My talk will be part of the Creating Critical Spaces panel of the UAAC Conference 2015, November 5 to 7. Sarah Ciurysek will also represent the University of Manitoba School of Art at the Art, Media, and Remediation panel, Friday afternoon at two o’clock.

UAAC: Nickel Ciurysek presentations

“Feminizing Fabric Formwork”

ABSTRACT

In the past few years I have been involved in a period of intensive research, exploring new technologies both at home and in China. In 2012, I had the opportunity to work at the Centre for Architectural Structures and Technology, CAST, at the University of Manitoba, learning the fabric-formwork technique that the researchers in the Faculty of Architecture invented and were continuing to develop. Informed by traditional wooden formwork, they stretch fabric membranes on wooden frames and create large concrete forms that look soft, but are not. Although the structures appear organic, they remain stark, unadorned, devoid of ornament. The tenets of Modernism remain alive and well at CAST. Once comfortable with the new technology, I appropriated their methods (with their encouragement and blessing) and applied them to porcelain, with the goal of feminizing and embellishing the fabric formwork process.
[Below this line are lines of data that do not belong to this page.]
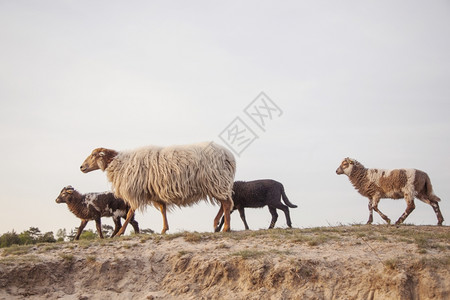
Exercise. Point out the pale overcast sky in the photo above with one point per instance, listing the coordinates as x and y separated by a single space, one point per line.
365 79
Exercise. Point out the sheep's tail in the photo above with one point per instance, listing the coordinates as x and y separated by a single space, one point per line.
431 196
285 199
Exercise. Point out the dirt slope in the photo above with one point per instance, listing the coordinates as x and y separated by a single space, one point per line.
348 262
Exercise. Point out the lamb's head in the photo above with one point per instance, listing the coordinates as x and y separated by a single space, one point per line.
99 159
65 195
346 166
I selected highly decorative textiles and made fabric models for my moulds that sported raised floral prints, fine textures, embossed stitching, and intricate, lacy patterns. I stretched these textiles, mostly Chinese commercial drapery fabrics, onto wooden frames, and then made plaster moulds from the fabric models. Finally, porcelain was cast in the plaster moulds, resulting in finished large-scale sculptures, to be exhibited in a gallery or other public space. My white porcelain forms have an architectural scale and may initially appear austere, but upon closer inspection, their detail becomes evident. My installations provide a substitute for what was once considered a social imperative offered by public architecture – a peaceful, contemplative space for public and private reflection, restful and quiet, yet strong and awe-inspiring. It’s the detail that invites the viewer into an intimate dialogue with my work, to find comfort in the textile patterns and organic motifs of my craft, my art, my architecture.